Dr Susan Collings is a Senior Research Fellow at the Transforming early Education and Child Health (‘TeEACh’) Research Centre at Western Sydney University. Before embarking on an academic career, Susan spent many years in the community services sector working with children and families with disability. As a sociologist, Susan draws on ecological and life span approaches to address social inequalities and improve service interventions. Her participatory and arts-based research collaborations with young people, families and the services who support them have improved practices in areas that include disability planning, birth family contact, family-led decision making and parenting capacity assessment. Susan has established an international reputation for her research with parents with intellectual disability and their children and is an executive member of the IASSIDD Special Interest Research Group on Parents and Parenting with Intellectual Disability.
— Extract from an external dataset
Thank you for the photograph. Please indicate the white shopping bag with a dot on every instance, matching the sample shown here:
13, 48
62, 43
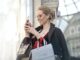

She is also a founding member of the National Advocacy Collective, an Australian group formed in 2022 to promote the rights of parents with intellectual disability and their children to ethical treatment and adapted parenting support.

Renee Mills

Renee Mills is a senior social worker for Community Living Association Inc and has a background in community development practice.  Renee has worked alongside young people at risk of homelessness for 20 years, particularly where there is experience of intellectual and/or cognitive disability and transition from out-of- home care. Thorough this work, the challenges facing parents with intellectual disability has become a primary focus in Renee’s work, due to the high occurrence for these young people of early life parenting and engagement as parents in child protection systems.  Renee has been working alongside parents and practitioners to advocate for the rights of parents and their children, and to develop models of practice that effectively and sensitively support parents.  Renee is also engaging with this issue at a systems level with a view to create change, working collaboratively with Child Protection stakeholders in Queensland, and as a founding member of the National Advocacy Collective to promote the rights of parents with intellectual disability and their children.

Crystal Richardson

Crystal Richardson is a proud mother of three beautiful boys. Crystal has lived experience of intellectual disability and navigating the child protection system as a parent. She believes as a parent it is important to role model building healthy relationships for her children and has worked hard to build a positive relationship with the foster carer. Crystal also believes it is vital to role model speaking up, so her sons know how to use their voice as they grow older.  She is a passionate advocate for parents with intellectual disability.  Most recently she presented on the lived experience of parents with intellectual disability and what it takes to best support them at the Australasian Society for Intellectual Disability Conference and the Queensland Foster and Kinship Care Conference.

Facilitator

Catherine Wade

Dr Catherine Wade is Principal Research Specialist at the Parenting Research Centre. She leads research, evaluation and analysis activities at the Centre, managing a team of research staff engaged in projects focused on evaluating the implementation and impact of initiatives aimed at improving the lives of vulnerable families across Australia and internationally. Catherine is also a Research Affiliate with the Faculty of Health Sciences at the University of Sydney. She has over 20 years of experience conducting social policy research spanning a range of public health priority groups including parents with intellectual disability. She has delivered professional training to over 1200 practitioners, in evidence-informed parenting programs for parents with learning difficulties (in Australia, Sweden, Norway and Japan) and has developed and evaluated innovative resources aimed at these parents. Catherine is an internationally recognised expert on parenting with intellectual disability, with regular requests for her advice, training and representation on steering committees and reference groups as a result of her clinical and research experience with these families.